This is what I'm learning.
All of the little moments that are happening while I'm so stupidly waiting for a big moment? Those are the big moments. The magical moments.
When someone asks me what I want to do, I say I want to write. That I'm trying to get published. That that is what I am waiting on. I don't say that I want to have perfect days where I lay in the sun and float down a river. I don't say that I want to experience new things and meet new people and travel to new places. I don't say that I want to make dinner for my husband that turns out so good that I feel great about myself for a solid week. I don't say I want to have late nights with friends, laughing and loving life.
But I should. Because those? Those are the big moments. The moments that make me desperately happy to be alive and incredibly thankful that this is my life. The ones I will look back on with love and longing and happiness. The big moment I'm waiting on? Maybe it'll come. Maybe it will one day. But you know what? It won't hold a candle to these moments. Because everyday life is beautiful. It is precious. It is a blessing. And it is worth being celebrated and sought after as much as the "big" moment.
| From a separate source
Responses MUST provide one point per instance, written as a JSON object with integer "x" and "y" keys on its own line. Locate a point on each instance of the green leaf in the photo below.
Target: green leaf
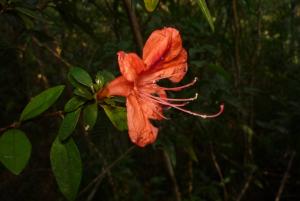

Life is beautiful. Celebrate it. Live in the moment. Don't waste it waiting for the next big moment, because you'll miss the truly important ones.
"But this is what I’m finding, in glimpses and flashes: this is it. This is it, in the best possible way. That thing I’m waiting for, that adventure, that move-score-worthy experience unfolding gracefully. This is it. Normal, daily life ticking by on our streets and sidewalks, in our houses and apartments, in our beds and at our dinner tables, in our dreams and prayers and fights and secrets – this pedestrian life is the most precious thing any of use will ever experience.”